Tirzepatide (Mounjaro / Zepbound)

Tirzepatide is a 39-amino-acid synthetic peptide that functions as a dual agonist at two incretin hormone receptors: the glucose-dependent insulinotropic polypeptide receptor (GIPR) and the glucagon-like peptide-1 receptor (GLP-1R). Developed by Eli Lilly under the brand names Mounjaro (type 2 diabetes indication) and Zepbound (obesity/weight management indication), tirzepatide represents a mechanistic evolution beyond earlier GLP-1 monotherapy agents such as semaglutide. It is classified as a 'twincretin' due to its simultaneous engagement of both incretin pathways. This profile is published for educational purposes only and does not constitute medical advice or a recommendation for use.

Tirzepatide's mechanism of action involves co-activation of GIP and GLP-1 receptors, which are expressed in the pancreas, central nervous system, adipose tissue, and gastrointestinal tract. Research suggests GLP-1R activation drives glucose-dependent insulin secretion, suppresses glucagon, slows gastric emptying, and reduces appetite via hypothalamic signaling. GIPR activation is believed to complement these effects through enhanced insulin sensitivity in adipose tissue and potentially favorable effects on energy expenditure — though the precise contribution of GIPR agonism to the clinical weight loss signal remains an active area of investigation. The molecule is acylated with a C20 fatty diacid moiety, conferring a half-life of approximately 5 days (around 116–120 hours) and enabling once-weekly subcutaneous dosing.
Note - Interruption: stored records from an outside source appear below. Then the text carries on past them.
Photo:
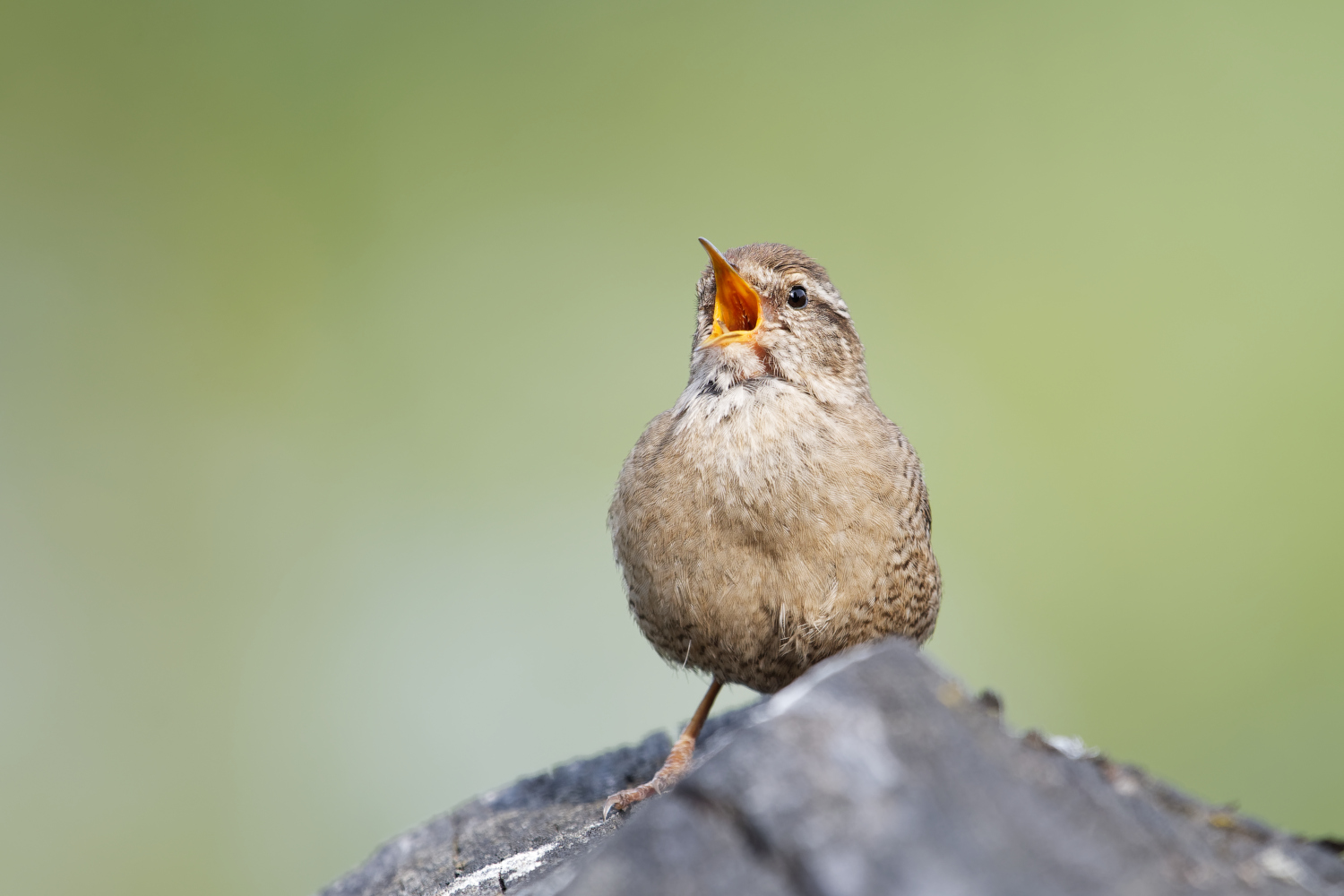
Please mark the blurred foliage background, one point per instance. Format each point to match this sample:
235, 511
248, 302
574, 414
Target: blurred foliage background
325, 327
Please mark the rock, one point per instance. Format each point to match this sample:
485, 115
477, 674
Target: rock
871, 774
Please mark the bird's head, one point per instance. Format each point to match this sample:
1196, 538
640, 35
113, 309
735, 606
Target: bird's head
771, 311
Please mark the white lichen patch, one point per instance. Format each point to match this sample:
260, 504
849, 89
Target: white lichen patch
1073, 747
508, 871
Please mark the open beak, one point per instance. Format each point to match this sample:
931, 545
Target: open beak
737, 306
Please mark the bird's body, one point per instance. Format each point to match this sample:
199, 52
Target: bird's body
774, 516
761, 530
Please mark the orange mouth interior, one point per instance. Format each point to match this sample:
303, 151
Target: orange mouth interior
737, 306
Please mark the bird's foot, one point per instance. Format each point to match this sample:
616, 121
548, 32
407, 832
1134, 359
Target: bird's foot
677, 762
624, 799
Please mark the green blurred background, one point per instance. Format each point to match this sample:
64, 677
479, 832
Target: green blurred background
325, 327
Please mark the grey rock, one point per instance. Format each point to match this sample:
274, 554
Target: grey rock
871, 774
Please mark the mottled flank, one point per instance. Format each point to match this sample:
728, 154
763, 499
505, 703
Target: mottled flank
774, 516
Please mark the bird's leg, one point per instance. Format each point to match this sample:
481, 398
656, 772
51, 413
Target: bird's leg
676, 763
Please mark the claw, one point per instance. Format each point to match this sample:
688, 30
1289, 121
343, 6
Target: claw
677, 762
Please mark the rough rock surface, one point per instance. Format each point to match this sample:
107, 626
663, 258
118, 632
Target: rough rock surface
871, 774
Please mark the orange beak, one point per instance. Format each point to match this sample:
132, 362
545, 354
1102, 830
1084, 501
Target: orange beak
737, 306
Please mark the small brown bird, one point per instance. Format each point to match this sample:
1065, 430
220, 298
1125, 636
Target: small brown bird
773, 516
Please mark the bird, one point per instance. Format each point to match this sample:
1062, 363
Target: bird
773, 516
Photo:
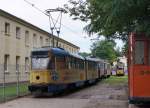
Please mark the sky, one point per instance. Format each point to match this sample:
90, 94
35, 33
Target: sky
71, 30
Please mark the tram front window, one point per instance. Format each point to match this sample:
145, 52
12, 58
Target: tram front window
40, 63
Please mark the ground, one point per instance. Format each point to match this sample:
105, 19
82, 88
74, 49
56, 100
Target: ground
109, 93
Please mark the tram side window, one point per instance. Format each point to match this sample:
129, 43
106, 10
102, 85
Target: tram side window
139, 52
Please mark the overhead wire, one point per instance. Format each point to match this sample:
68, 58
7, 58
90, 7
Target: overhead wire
33, 5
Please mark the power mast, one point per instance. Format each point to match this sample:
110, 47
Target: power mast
55, 24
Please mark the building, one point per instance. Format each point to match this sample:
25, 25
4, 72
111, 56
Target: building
17, 39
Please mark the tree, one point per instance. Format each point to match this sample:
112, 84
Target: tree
104, 49
84, 54
112, 18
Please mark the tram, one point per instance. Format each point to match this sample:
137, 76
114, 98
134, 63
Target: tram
139, 68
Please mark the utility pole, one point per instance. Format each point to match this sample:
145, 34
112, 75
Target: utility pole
55, 25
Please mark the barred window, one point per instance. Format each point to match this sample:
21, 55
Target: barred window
18, 32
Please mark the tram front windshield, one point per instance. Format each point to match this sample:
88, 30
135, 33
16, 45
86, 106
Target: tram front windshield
40, 63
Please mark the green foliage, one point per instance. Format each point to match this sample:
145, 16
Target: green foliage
105, 49
112, 18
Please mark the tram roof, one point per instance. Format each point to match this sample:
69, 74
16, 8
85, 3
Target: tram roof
58, 52
93, 59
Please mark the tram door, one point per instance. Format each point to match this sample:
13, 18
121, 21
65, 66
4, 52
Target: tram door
139, 68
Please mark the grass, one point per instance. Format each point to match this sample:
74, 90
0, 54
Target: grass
11, 91
116, 80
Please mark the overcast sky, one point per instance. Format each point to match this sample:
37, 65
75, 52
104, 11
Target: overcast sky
72, 31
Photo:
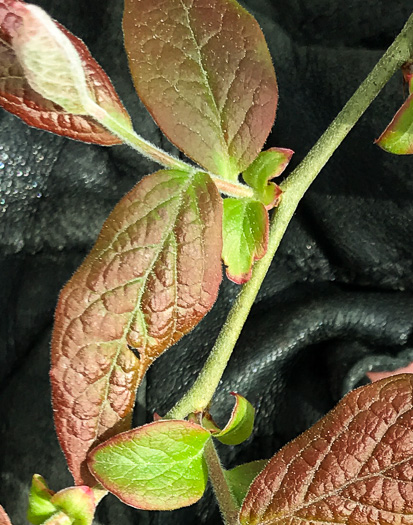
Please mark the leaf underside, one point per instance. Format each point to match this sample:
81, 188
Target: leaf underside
152, 275
397, 138
205, 74
159, 466
354, 467
17, 96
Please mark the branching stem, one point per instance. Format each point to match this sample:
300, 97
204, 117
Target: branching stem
158, 155
199, 396
226, 501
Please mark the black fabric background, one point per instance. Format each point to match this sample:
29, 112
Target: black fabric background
338, 299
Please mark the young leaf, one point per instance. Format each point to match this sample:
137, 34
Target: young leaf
268, 164
152, 275
240, 478
48, 77
203, 70
60, 518
76, 503
4, 519
40, 506
245, 237
354, 466
397, 138
159, 466
240, 425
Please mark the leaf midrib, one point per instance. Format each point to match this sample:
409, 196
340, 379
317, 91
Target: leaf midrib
207, 85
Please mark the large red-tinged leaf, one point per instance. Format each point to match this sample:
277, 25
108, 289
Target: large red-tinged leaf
159, 466
397, 138
4, 519
152, 275
203, 70
44, 70
240, 478
354, 467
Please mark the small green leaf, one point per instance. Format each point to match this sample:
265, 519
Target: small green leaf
159, 466
40, 506
397, 138
268, 164
74, 505
240, 478
245, 237
240, 425
78, 503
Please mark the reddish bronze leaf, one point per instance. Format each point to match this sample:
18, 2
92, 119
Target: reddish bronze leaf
152, 275
203, 70
4, 519
354, 467
19, 97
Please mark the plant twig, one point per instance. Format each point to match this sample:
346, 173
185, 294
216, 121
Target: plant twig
226, 500
295, 186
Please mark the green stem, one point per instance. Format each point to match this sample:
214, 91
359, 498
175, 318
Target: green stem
226, 500
200, 394
152, 152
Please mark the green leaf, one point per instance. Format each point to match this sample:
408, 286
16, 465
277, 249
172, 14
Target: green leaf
152, 275
203, 70
245, 237
397, 138
159, 466
40, 506
268, 164
240, 478
240, 425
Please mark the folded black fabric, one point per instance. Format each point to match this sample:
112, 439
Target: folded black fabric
336, 303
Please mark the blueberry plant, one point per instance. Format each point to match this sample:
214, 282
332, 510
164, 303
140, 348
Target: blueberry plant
204, 72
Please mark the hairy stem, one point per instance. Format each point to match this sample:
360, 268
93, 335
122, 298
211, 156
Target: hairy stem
226, 501
199, 396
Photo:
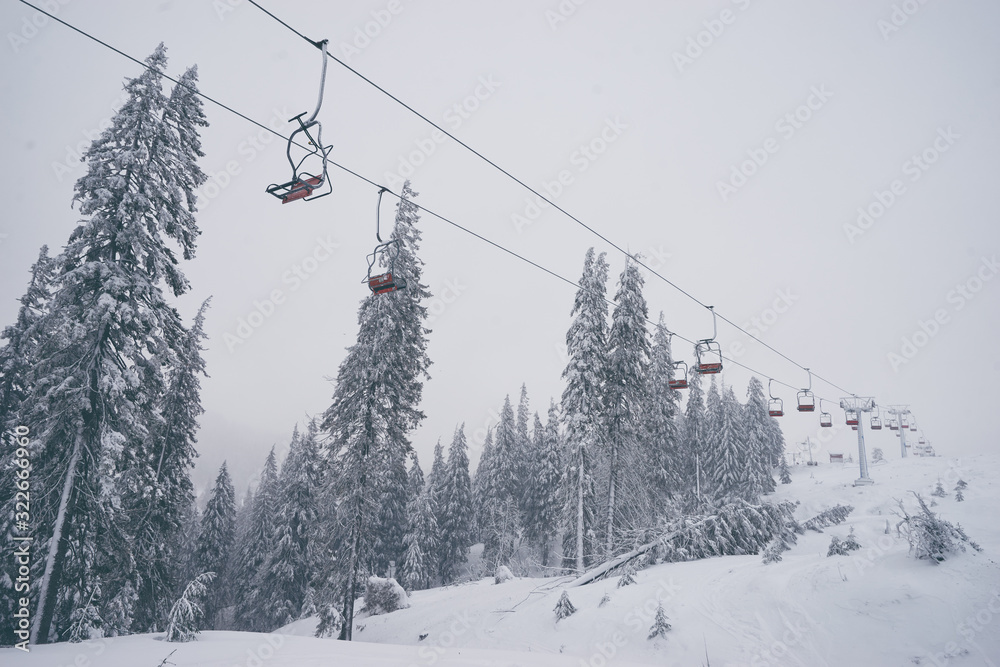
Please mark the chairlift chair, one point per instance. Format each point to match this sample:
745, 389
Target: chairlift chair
385, 253
775, 407
825, 418
708, 352
876, 422
805, 398
679, 381
304, 184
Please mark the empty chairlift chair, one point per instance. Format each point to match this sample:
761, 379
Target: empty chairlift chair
679, 381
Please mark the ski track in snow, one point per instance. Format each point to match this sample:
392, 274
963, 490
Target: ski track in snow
878, 606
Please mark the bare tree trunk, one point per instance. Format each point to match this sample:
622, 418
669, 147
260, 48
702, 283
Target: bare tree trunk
579, 512
57, 552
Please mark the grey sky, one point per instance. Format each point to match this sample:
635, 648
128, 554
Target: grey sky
671, 97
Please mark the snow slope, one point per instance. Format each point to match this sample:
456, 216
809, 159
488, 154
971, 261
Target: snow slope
876, 607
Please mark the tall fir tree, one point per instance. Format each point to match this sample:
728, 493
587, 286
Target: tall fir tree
414, 478
758, 443
693, 443
252, 551
541, 518
16, 359
215, 542
586, 346
287, 572
625, 397
420, 559
111, 342
502, 509
375, 406
167, 458
663, 464
455, 527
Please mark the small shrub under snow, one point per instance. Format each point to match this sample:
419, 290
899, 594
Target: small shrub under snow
502, 574
383, 596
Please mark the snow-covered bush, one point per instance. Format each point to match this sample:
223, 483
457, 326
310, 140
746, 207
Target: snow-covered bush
564, 607
660, 625
502, 574
628, 577
838, 548
829, 517
931, 537
785, 474
330, 621
182, 622
383, 596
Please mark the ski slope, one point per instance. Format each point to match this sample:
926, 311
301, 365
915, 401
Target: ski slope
877, 607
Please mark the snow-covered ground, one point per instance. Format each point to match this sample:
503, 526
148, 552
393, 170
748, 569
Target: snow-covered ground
876, 607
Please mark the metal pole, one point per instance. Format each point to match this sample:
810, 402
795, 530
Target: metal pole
862, 456
902, 436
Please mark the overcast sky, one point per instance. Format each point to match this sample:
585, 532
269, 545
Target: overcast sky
731, 142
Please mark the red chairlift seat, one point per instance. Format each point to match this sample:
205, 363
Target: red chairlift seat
300, 188
382, 283
679, 381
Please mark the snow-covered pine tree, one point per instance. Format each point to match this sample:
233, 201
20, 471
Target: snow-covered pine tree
435, 482
586, 346
564, 607
186, 612
253, 549
16, 358
215, 543
456, 526
663, 465
167, 458
542, 516
502, 510
757, 443
375, 406
523, 448
420, 561
731, 477
625, 396
660, 623
784, 472
694, 439
414, 478
288, 570
97, 384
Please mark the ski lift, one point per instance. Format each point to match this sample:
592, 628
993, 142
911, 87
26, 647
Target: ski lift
825, 418
806, 399
679, 381
775, 408
386, 252
303, 183
876, 422
709, 352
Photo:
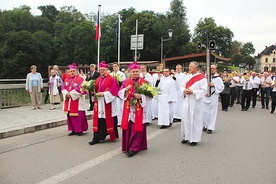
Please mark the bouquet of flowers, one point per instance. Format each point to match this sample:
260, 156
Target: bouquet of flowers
88, 85
147, 90
118, 78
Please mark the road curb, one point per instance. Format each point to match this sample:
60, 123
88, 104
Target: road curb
37, 127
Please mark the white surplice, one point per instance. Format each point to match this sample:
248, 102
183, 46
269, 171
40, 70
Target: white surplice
178, 105
154, 101
108, 98
210, 104
192, 109
148, 78
168, 94
119, 101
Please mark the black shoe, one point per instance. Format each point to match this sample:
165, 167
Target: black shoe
131, 153
79, 134
193, 143
184, 141
93, 142
176, 120
209, 131
72, 133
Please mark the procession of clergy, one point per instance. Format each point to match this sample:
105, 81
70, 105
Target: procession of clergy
183, 98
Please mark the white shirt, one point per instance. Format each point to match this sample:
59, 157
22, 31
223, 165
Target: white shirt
233, 83
265, 81
257, 81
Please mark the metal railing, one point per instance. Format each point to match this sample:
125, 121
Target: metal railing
13, 94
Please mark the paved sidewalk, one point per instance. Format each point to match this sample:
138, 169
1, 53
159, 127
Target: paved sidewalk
21, 120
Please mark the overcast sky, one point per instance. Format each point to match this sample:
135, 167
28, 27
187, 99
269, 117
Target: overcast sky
249, 20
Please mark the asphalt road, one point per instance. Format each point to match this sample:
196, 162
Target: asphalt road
242, 149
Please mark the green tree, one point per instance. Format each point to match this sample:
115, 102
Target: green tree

The evidence base for tirzepatide is unusually robust for any compound reviewed on this platform. The SURPASS clinical program comprised multiple Phase III randomized controlled trials enrolling thousands of participants with type 2 diabetes. SURPASS-2 (n=1,879, 2021) demonstrated statistically significant HbA1c reductions of up to 2.37 percentage points and mean weight loss of up to 12.4 kg versus semaglutide 1mg. The SURMOUNT-1 trial (n=2,539, 2022, published in NEJM) — specifically designed around obesity endpoints — reported mean weight reductions of 15.0% at 5mg, 19.5% at 10mg, and 20.9% at 15mg versus 3.1% for placebo over 72 weeks. A SURMOUNT-2 trial in participants with obesity and type 2 diabetes reported similar findings. These are human Phase III RCTs with large sample sizes; this level of evidence is exceptional relative to most peptides in the research-chemical space. Anecdotally, user forums report results broadly consistent with trial data, with many noting faster early response than semaglutide at equivalent initiation doses — though self-reported data carry all the standard confounds.

Dosing in the clinical trials followed an escalation protocol starting at 2.5mg subcutaneously once weekly for 4 weeks, titrated in 2.5mg increments at 4-week intervals to maintenance doses of 5mg, 10mg, or 15mg once weekly. The 15mg dose was the highest evaluated and showed the greatest efficacy signal. These ranges are reported strictly in research and clinical contexts — they are not a dosing recommendation, and tirzepatide should only be used under physician supervision following a valid prescription. The FDA-approved titration schedule exists specifically to manage gastrointestinal tolerability during dose escalation.

Tirzepatide holds FDA approval (US), EMA approval (EU), MHRA approval (UK), and TGA approval (Australia) for specific indications. In the United States, Mounjaro is approved for glycemic control in type 2 diabetes (June 2022) and Zepbound is approved for chronic weight management in adults with a BMI ≥30 or ≥27 with at least one weight-related comorbidity (November 2023). Legitimate access pathways in the US include licensed endocrinologists, primary care physicians, and telehealth platforms such as Ro, Hims/Hers, and Mochi Health that operate within FDA-compliant prescribing frameworks. Compounded tirzepatide from 503A/503B pharmacies has been available during documented shortage periods under FDA enforcement discretion, though this status is subject to change and carries additional sourcing considerations. Research-chemical sourcing of tirzepatide is strongly discouraged: unlike peptides without approved pharmaceutical equivalents, obtaining tirzepatide outside the prescription pathway introduces risks around purity, concentration accuracy, and legal exposure with no offsetting benefit given the legitimate access route available.